2015年05月09日 21時31分16秒 | 映画(新作レヴュー)
上映は連休の夕方で,客席は当初約8割くらい埋まっていたのだが,1時間を過ぎた辺りで私の隣に座っていた女性客がひとり,更に2時間くらい経ったところでもうひとり席を立ったのが確認できたが,後ろの方で帰ってしまったお客さんがどのくらいいたのかは分からない。アンドレイ・タルコフスキーによって映画化された「ストーカー」を書いたストルガツキー兄弟による原作は一応,SFらしい。「らしい」というのは,地球とは別の星が舞台になっているのだが,宇宙服も酸素マスクも登場せず,重力も地球と同様らしく,異星で繰り広げられるSFに必須の小道具や描写が全くないのだ。その代わりに3時間近い上映時間の殆ど,スクリーンを占めるのは泥と糞尿にまみれた人物や死体のアップのみ。本当のところ,映画が始まってしばらくは,何が悲しくて貴重な連休の楽しい時間を,醜悪なものに対する耐性比べに費やさなくてはならないのか,という気持ちが支配的だったのだ。
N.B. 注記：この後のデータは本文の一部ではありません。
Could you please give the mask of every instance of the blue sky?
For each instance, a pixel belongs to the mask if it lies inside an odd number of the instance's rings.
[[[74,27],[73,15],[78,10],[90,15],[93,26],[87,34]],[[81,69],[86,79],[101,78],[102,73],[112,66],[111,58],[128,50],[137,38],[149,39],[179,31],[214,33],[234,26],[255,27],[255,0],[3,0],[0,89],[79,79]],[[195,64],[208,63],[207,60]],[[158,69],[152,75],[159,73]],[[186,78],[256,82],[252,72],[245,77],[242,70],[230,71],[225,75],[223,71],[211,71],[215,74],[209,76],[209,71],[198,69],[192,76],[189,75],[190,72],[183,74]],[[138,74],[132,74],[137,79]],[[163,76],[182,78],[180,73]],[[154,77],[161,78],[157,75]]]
ナレーションで語られるところに拠ると,舞台はどうやら地球よりも遅れた文明が支配する異星。そこで知識人狩りが行われている最中,地球からの使節団が到着するが,神様と崇められる主人公らしき人物は,そんな蛮行をただただ傍観するだけ。もっと物語らしきものがあったのかもしれないが,途中からトリップ状態に陥った私の脳が認識したものは,泥と汚物にまみれた人物がうろうろする様子と,神様らしき主人公がぼそぼそ呟く「神様だって疲れるし,つらいんだよな」という台詞のみ。果たしてこれが「巨匠アレクセイ・ゲルマンによる不朽不滅の遺作(チラシの表記)」なのかは,まったくもって判断が難しいところだ。

ただ「不朽不滅」かどうかはさておき,これが「空前絶後」の想像力とエネルギーが注ぎ込まれて丁寧に作り込まれた作品であることは間違いない。おそらくは実際に腐臭漂う現場だったであろう撮影所の混沌や,1回観ただけでは会話の意味を理解し,前後の脈絡を追いかけることも難しい脚本の構成力は,軽々に「理解不能」というレッテルを貼って素知らぬ素振りを決め込むには,あまりにも底が深すぎる代物だ。
高度に知的で芸術作品としての評価が相応しい作品でありながら,映画というメディアが持つ機能の一つである「見世物」としての側面だけを見ても,異空間の居心地の悪さを体験できる全く新しいアトラクションとして評判を呼ぶ可能性は充分にある。鬼籍に入った監督も,案外そんな見方を喜ぶかもしれない,と勝手に想像して,星は少し甘め。